Ruben Trumpelmann

Personal information
- Born: 1 February 1998 (age 28) Durban, KwaZulu-Natal, South Africa
- Batting: Right-handed
- Bowling: Left-arm fast

International information
- National side: Namibia;
- ODI debut (cap 31): 26 November 2021 v Oman
- Last ODI: 4 September 2025 v Scotland
- T20I debut (cap 19): 5 October 2021 v UAE
- Last T20I: 11 October 2025 v South Africa

Career statistics
| Competition | ODI | T20I | FC | LA |
| Matches | 49 | 44 | 17 | 62 |
| Runs scored | 532 | 267 | 345 | 702 |
| Batting average | 16.12 | 19.07 | 20.29 | 17.55 |
| 100s/50s | 0/2 | 0/0 | 0/2 | 0/4 |
| Top score | 55* | 46 | 73 | 67 |
| Balls bowled | 2,294 | 782 | 1,944 | 2,939 |
| Wickets | 73 | 49 | 41 | 86 |
| Bowling average | 25.45 | 20.97 | 24.75 | 27.40 |
| 5 wickets in innings | 2 | 0 | 0 | 2 |
| 10 wickets in match | 0 | 0 | 0 | 0 |
| Best bowling | 5/30 | 4/21 | 4/27 | 5/30 |
| Catches/stumpings | 17/– | 10/– | 5/– | 20/– |
- Source: Cricinfo, 12 October 2025

= Ruben Trumpelmann =

South African cricketer (born 1998)

Ruben Trumpelmann (born 1 February 1998) is a South African-born Namibian cricketer, who now plays for the Namibia cricket team.

==Early life and education==
Trumpelmann was born in Durban, South Africa to a Namibian-born father, and spent his early life in Pretoria. He was educated at Afrikaanse Hoër Seunskool, South Africa.

==Career==
He made his List A debut for Northerns in the 2017–18 CSA Provincial One-Day Challenge on 12 November 2017. He made his first-class debut for Northerns in the 2017–18 Sunfoil 3-Day Cup on 23 November 2017.

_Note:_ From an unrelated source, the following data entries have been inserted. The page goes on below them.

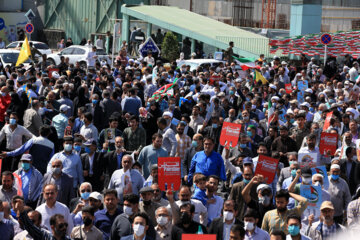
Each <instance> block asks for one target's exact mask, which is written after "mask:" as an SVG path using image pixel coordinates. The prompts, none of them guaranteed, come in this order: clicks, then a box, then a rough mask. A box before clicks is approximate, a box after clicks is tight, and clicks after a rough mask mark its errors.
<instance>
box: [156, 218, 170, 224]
mask: <svg viewBox="0 0 360 240" xmlns="http://www.w3.org/2000/svg"><path fill="white" fill-rule="evenodd" d="M156 222H157V223H158V224H159V225H160V226H164V225H166V224H167V223H168V222H169V219H168V218H167V217H163V216H160V217H157V218H156Z"/></svg>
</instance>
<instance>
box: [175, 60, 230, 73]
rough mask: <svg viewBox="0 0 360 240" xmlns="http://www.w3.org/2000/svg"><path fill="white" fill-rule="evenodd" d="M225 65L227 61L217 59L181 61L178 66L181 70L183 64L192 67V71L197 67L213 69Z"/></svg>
mask: <svg viewBox="0 0 360 240" xmlns="http://www.w3.org/2000/svg"><path fill="white" fill-rule="evenodd" d="M221 62H222V63H225V61H219V60H216V59H189V60H181V61H179V62H178V63H177V66H178V67H179V68H180V67H181V66H182V65H183V64H185V65H190V71H192V70H196V69H197V67H199V66H201V67H204V66H206V65H210V66H211V67H217V66H219V64H220V63H221Z"/></svg>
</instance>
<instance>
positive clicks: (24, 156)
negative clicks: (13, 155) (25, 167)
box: [20, 153, 32, 161]
mask: <svg viewBox="0 0 360 240" xmlns="http://www.w3.org/2000/svg"><path fill="white" fill-rule="evenodd" d="M31 160H32V156H31V154H28V153H26V154H23V155H22V156H21V158H20V161H31Z"/></svg>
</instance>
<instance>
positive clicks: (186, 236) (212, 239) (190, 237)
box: [181, 234, 216, 240]
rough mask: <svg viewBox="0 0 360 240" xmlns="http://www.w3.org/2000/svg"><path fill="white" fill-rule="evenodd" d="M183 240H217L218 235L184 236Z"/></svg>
mask: <svg viewBox="0 0 360 240" xmlns="http://www.w3.org/2000/svg"><path fill="white" fill-rule="evenodd" d="M181 240H216V234H183V235H182V236H181Z"/></svg>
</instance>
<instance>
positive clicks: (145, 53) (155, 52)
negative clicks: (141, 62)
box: [139, 37, 160, 57]
mask: <svg viewBox="0 0 360 240" xmlns="http://www.w3.org/2000/svg"><path fill="white" fill-rule="evenodd" d="M148 51H151V52H152V55H153V56H157V55H158V54H159V53H160V49H159V48H158V46H157V45H156V43H155V41H154V40H153V39H152V38H151V37H148V39H146V41H145V42H144V44H143V45H142V46H141V47H140V48H139V52H140V53H141V55H142V56H143V57H146V56H147V54H148Z"/></svg>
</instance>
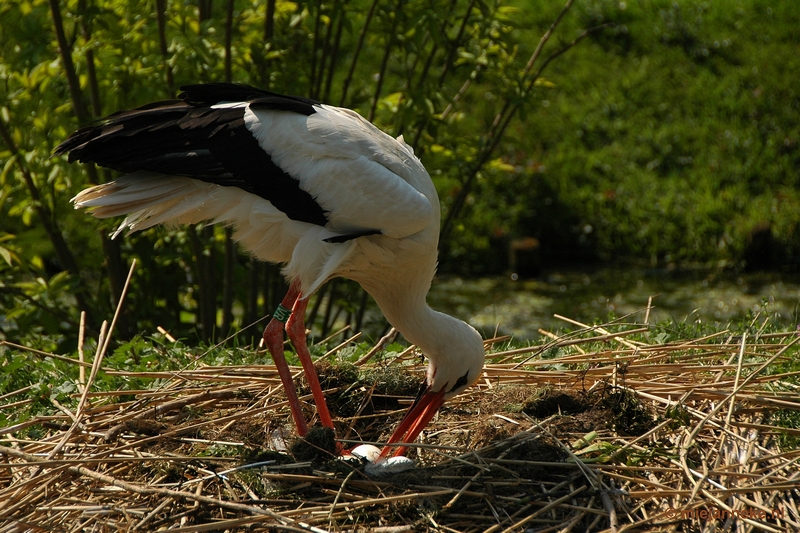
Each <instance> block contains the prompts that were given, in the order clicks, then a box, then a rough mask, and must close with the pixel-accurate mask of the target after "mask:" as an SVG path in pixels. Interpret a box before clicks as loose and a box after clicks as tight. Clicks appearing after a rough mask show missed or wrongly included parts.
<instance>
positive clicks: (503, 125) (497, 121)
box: [439, 0, 610, 248]
mask: <svg viewBox="0 0 800 533" xmlns="http://www.w3.org/2000/svg"><path fill="white" fill-rule="evenodd" d="M573 2H574V0H567V3H566V4H565V5H564V7H563V8H562V10H561V12H560V13H559V14H558V16H557V17H556V19H555V20H554V21H553V23H552V24H550V27H549V28H548V29H547V31H546V32H545V33H544V35H542V38H541V39H540V40H539V44H538V45H537V46H536V49H535V50H534V51H533V54H531V57H530V59H528V63H527V64H526V65H525V69H524V70H523V76H522V80H523V81H522V86H523V89H522V90H521V92H520V95H519V98H517V99H515V103H512V100H511V99H507V100H506V102H505V105H504V106H503V109H502V110H501V111H500V112H499V113H498V114H497V115H496V116H495V119H494V121H493V123H492V126H491V127H490V128H489V131H488V132H487V133H486V135H485V136H484V138H483V142H482V146H481V151H480V153H479V154H478V157H477V158H476V159H475V161H474V163H473V164H472V166H471V168H470V170H469V172H468V173H467V179H466V180H465V181H464V184H463V186H462V187H461V190H460V191H459V193H458V196H456V199H455V200H454V201H453V205H452V206H451V207H450V210H449V211H448V213H447V217H446V218H445V221H444V224H442V231H441V233H440V237H439V242H440V246H441V247H442V248H444V247H445V245H446V242H447V240H448V239H449V237H450V233H451V232H452V228H453V225H454V222H455V220H456V219H457V217H458V216H459V214H460V213H461V209H462V208H463V207H464V203H465V202H466V199H467V196H468V195H469V193H470V191H471V190H472V186H473V184H474V183H475V179H476V178H477V175H478V172H480V170H481V169H482V168H483V166H484V165H485V164H486V162H487V161H488V160H489V158H490V157H491V155H492V152H494V149H495V148H496V147H497V145H498V144H499V143H500V140H501V139H502V138H503V135H504V134H505V131H506V128H507V127H508V124H509V123H510V122H511V119H512V118H513V117H514V115H515V114H516V112H517V111H518V110H519V108H520V106H521V105H522V104H523V102H524V101H525V99H526V98H527V96H528V95H529V94H530V92H531V90H532V89H533V87H534V84H535V83H536V80H537V79H539V77H540V76H541V74H542V72H543V71H544V69H545V68H546V67H547V66H548V65H549V64H550V63H551V62H552V61H553V60H554V59H555V58H557V57H559V56H560V55H562V54H563V53H564V52H566V51H567V50H569V49H571V48H573V47H574V46H576V45H577V44H578V43H579V42H580V41H582V40H583V39H585V38H586V37H588V36H589V35H591V34H592V33H594V32H596V31H599V30H602V29H605V28H607V27H609V26H610V24H602V25H600V26H595V27H593V28H589V29H588V30H585V31H583V33H581V34H580V35H579V36H578V37H577V38H576V39H575V40H573V41H572V42H571V43H569V44H567V45H566V46H564V47H562V48H560V49H559V50H556V51H555V52H553V53H552V54H551V55H550V56H548V57H547V58H546V59H545V60H544V62H543V63H542V65H541V66H540V67H539V69H538V70H537V71H536V73H535V74H534V75H533V76H529V75H530V72H531V70H533V66H534V64H535V63H536V60H537V59H538V58H539V56H540V55H541V52H542V49H543V48H544V45H545V43H546V42H547V41H548V40H549V39H550V37H551V36H552V34H553V32H554V31H555V29H556V27H557V26H558V24H559V23H560V22H561V20H562V18H563V17H564V15H565V14H566V13H567V11H568V10H569V9H570V8H571V7H572V3H573ZM526 78H527V79H526Z"/></svg>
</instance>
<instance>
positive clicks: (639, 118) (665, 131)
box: [458, 0, 800, 271]
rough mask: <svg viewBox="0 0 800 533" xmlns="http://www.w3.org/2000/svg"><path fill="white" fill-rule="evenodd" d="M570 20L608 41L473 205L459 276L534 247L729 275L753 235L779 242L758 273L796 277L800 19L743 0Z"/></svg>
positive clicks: (528, 137) (544, 257)
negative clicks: (524, 241)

In September 2018, he was named in Northerns' squad for the 2018 Africa T20 Cup. He made his Twenty20 debut for Northerns in the 2018 Africa T20 Cup on 14 September 2018. He was the leading wicket-taker for Northerns in the 2018–19 CSA 3-Day Provincial Cup, with 23 dismissals in eight matches.

Trumpelmann became eligible to play international cricket for Namibia due to his father having been born in Windhoek. In March 2021, he was named in Namibia's Twenty20 International (T20I) squad for their series against Uganda, and in September that year in Namibia's Twenty20 International (T20I) squad for the 2021 ICC Men's T20 World Cup. He was also named in Namibia's T20I squad for the 2021 Summer T20 Bash, played just before the World Cup. He made his T20I debut on 5 October 2021, for Namibia against the United Arab Emirates.

In November 2021, he was named in Namibia's One Day International (ODI) squad for the 2021 Namibia Tri-Nation Series. He made his ODI debut on 26 November 2021, for Namibia against Oman.

In May 2024, he was named in Namibia’s squad for the 2024 ICC Men's T20 World Cup tournament.

In January 2026, Trumpelmann was named in Namibia's squad for the 2026 T20 World Cup.